López Obrador esperaba un cierre esplendoroso al ponerse su sol sexenal. Por el contrario, en los últimos meses se le han acumulado los nubarrones de fracasos y escándalos.

Para Andrés Manuel López Obrador la mejor forma de defensa es el ataque. Una vez más, buscando reducir el impacto de un golpe mediático, se lanza a disparar sin molestarse en desenfundar y se dio un formidable tiro en el pie. No hay duda de que el reportaje del New York Times, sobre posibles nexos de allegados suyos con el narco y recibiendo dinero de estos, habría tenido un fuerte impacto. Pero avisando sobre el incendio que estaba por desatarse, le arrojó gasolina. AMLO advirtió sobre el mismo antes de que se publicara, atacando con fiereza al diario, solo añadiendo interés y expectación.

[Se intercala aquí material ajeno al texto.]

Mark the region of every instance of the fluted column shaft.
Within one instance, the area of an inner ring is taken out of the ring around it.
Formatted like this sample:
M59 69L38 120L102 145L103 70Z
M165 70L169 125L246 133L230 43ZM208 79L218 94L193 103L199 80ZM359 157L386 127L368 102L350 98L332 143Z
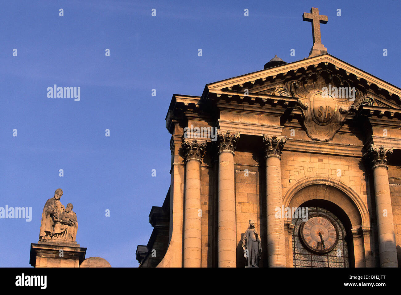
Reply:
M280 160L286 136L263 135L266 159L266 203L268 263L269 267L286 267L284 219L275 217L283 204Z
M387 155L393 147L371 144L365 154L372 159L376 196L381 267L398 267L394 220L389 185Z
M200 267L202 231L200 164L206 143L184 140L185 194L184 211L184 267Z
M239 132L217 132L219 199L217 260L219 267L237 266L234 151Z

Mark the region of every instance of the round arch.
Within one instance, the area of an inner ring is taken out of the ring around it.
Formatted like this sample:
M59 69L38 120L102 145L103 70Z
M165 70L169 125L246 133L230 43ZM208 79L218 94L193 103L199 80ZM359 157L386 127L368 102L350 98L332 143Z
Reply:
M307 193L297 193L310 187ZM316 196L318 196L316 197ZM308 201L322 199L337 204L349 218L352 229L370 227L369 213L358 194L336 179L324 176L304 177L283 196L284 207L297 207Z

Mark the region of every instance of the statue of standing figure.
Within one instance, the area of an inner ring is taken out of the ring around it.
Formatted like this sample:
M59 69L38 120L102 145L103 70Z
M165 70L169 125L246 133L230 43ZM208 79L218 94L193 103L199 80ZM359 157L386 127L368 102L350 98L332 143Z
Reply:
M259 267L262 254L260 237L255 228L255 221L249 221L249 226L242 239L244 256L247 258L245 267Z
M78 230L77 215L72 211L72 204L67 205L67 208L63 205L60 201L62 195L63 190L57 189L54 196L47 200L45 204L39 240L75 242Z

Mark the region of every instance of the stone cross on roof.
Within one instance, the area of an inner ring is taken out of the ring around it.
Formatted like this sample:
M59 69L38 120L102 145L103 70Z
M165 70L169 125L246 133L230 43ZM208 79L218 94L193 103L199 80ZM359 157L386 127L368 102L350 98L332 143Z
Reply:
M320 37L320 24L327 23L327 16L319 15L319 8L315 7L311 8L310 12L302 15L303 20L312 23L313 47L309 53L310 57L327 53L327 49L322 44Z

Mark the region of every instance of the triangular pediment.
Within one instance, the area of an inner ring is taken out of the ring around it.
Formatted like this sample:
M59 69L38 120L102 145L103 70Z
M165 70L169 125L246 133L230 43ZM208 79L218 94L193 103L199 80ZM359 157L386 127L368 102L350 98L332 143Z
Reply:
M320 141L357 114L401 120L400 97L398 87L327 53L207 84L202 95L220 106L295 111L308 136Z
M320 75L326 76L324 79L328 87L331 84L337 87L355 87L363 96L372 97L373 105L401 108L401 89L328 54L210 83L206 85L205 91L219 95L246 93L253 98L257 95L261 98L263 95L292 97L294 94L290 91L286 93L288 82L300 80L303 76L304 81L305 77L310 81L318 79ZM322 88L324 84L321 81L315 86Z

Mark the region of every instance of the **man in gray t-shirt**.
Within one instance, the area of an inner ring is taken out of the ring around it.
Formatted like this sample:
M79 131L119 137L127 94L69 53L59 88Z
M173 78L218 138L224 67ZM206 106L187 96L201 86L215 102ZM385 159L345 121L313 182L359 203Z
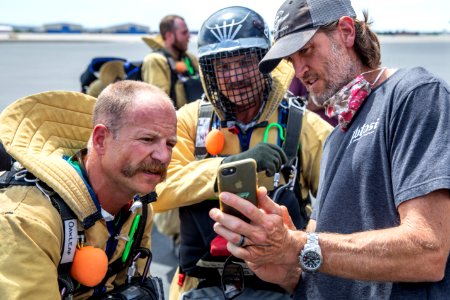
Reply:
M450 298L450 87L422 68L382 68L350 0L287 0L275 43L311 99L336 115L306 232L259 190L222 193L251 222L213 209L214 229L258 277L295 299Z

Sin embargo, el reportaje del periódico estadounidense no ofrece certezas y es claro que las investigaciones sobre esas posibles entregas de dinero del narco se archivaron hace tiempo. Es más, establece claramente que no hay evidencia alguna que permita afirmar un contacto directo entre el hoy Presidente y capos de la droga. Es extraordinariamente cauto y profesional señalando que los dichos de criminales no pueden ser muchas veces verificados.

¿Es noticia? Sin duda: una agencia del gobierno estadounidense investigó al círculo íntimo de quien ahora es Presidente. Las sospechas como receptores de dinero se hacen extensivas incluso a sus hijos. Pero el artículo es también un ensayo que traza magistralmente la realpolitik del gobierno estadounidense, en este caso de la administración Biden. Sería extraordinariamente complejo y riesgoso lanzar una acusación contra un Presidente en el cargo, sobre todo de un país tan importante como México. La fiera reacción de AMLO, y la cúpula militar que tanto poder tiene gracias al tabasqueño, ante el arresto del general Salvador Cienfuegos en octubre de 2020, de tal magnitud que se logró su pronta liberación, sería un juego de niños comparado con una orden de investigar judicialmente al tabasqueño.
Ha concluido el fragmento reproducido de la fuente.